On May 4, Negros itself becomes part of that Quincentennial narrative. The island enters Spanish historical records, via expedition chronicler Antonio Pigafetta, as “Panilongon.”

According to Pigafetta, Samar [written as Zamal] was the first land mass sighted by the explorers on the dawn of 16 March 1521, since their fleet’s departure from Guam on 9 March 1521. This was followed by either anchorage or pass-by in several points: Suluan, Homonhon, Gibusong, Hinunangan in Southern Leyte, Limasawa, Leyte, Canigao, Baybay, Gatighan, Ponson off Cebu, Poro, Ticobon, Cebu [Zzubu] where the first Christian baptism took place, and Mactan where Magellan died. They then fled to Bohol where the ship Concepcion was burned off the shore.

From the NQC: “After the Concepcion was burned down, the remaining ships sailed in the southwest direction, toward Sulu Sea. According to Pigafetta, they followed the coastline of the Island of Panilongon and described the inhabitants to be ‘as black as the people of Ethiopia.’ Francisco Albo, one of the pilots, also referred to the island as Panilongon in his log and located it west of the Cape of Cebu [i.e., Santander, Cebu]. Various scholars identified this place-name as the present-day Negros. The belief that Panilongon is Panglao, Bohol today has been disputed because according to William Allan Reed, ‘...so far there is no evidence that Negritos exist in Cebu, Bohol, Samar, and Leyte.’”

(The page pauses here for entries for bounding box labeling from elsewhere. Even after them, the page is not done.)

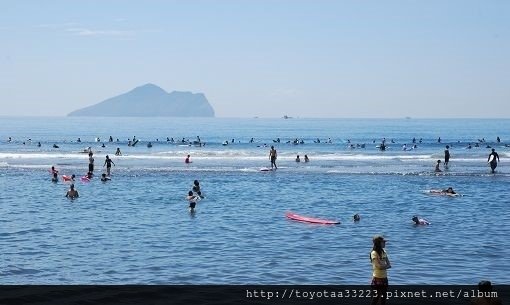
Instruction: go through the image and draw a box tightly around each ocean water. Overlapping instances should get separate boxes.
[0,117,510,284]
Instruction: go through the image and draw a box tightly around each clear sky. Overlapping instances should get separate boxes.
[0,0,510,118]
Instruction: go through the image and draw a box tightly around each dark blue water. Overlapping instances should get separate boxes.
[0,118,510,284]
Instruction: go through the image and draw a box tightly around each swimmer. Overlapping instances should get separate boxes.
[443,186,457,194]
[412,215,430,226]
[62,174,76,182]
[89,151,94,172]
[429,187,459,196]
[101,173,112,182]
[444,145,450,168]
[66,184,80,199]
[186,191,200,212]
[269,146,278,169]
[434,160,442,173]
[103,155,115,176]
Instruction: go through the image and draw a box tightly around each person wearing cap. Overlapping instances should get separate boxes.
[370,235,391,305]
[487,148,499,174]
[103,155,115,176]
[469,281,503,305]
[412,215,430,226]
[66,184,80,199]
[269,146,278,169]
[434,160,442,173]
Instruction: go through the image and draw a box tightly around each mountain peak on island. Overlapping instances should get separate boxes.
[68,83,214,117]
[131,83,167,93]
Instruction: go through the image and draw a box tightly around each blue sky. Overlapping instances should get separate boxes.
[0,0,510,118]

After passing by Panilongon, the rest of the expedition went to Kipit in Zamboanga del Norte, Mapun in Tawi-Tawi, Palawan, Tagusao, Balacbac, Cape Palawan, Sulu, Tagima [Basilan], Cawit, Subanin, Manalipa, Maguindanao [Cotabato], Benaian [Kamanga], Batulaki, Candighar [Balut], and finally Saragani, then on to the Moluccas.



In commemoration of that sighting and identification of Panilongon, the National Historical Commission of the Philippines, together with the City Government of Dumaguete, will be unveiling a historical marker at the Rizal Boulevard on May 4.

This is a much-needed act of remembrance of an important point in our past, something not often told in the general narrative of our history. The 1521 arrival of the Spaniards to our island is part of a crucial turning point in our country’s destiny—for better or for worse. And recognizing this touch point makes us in Negros Oriental feel very much part of the tapestry of the history we probably once thought we were only a peripheral part of. The Panilongon episode of that fateful journey five hundred years ago is important, and commemorating it is crucial.

How? I guess it allows us to have a future with full knowledge of this historical episode. This marker becomes a vessel for future generations to understand where we came from, what we have become, and what we still strive to be.

Because remembrance of history is what truly equips us with how we can deal with destiny. Only when we properly appreciate and acknowledge our history can we truly shape, for good, the destiny of our nation.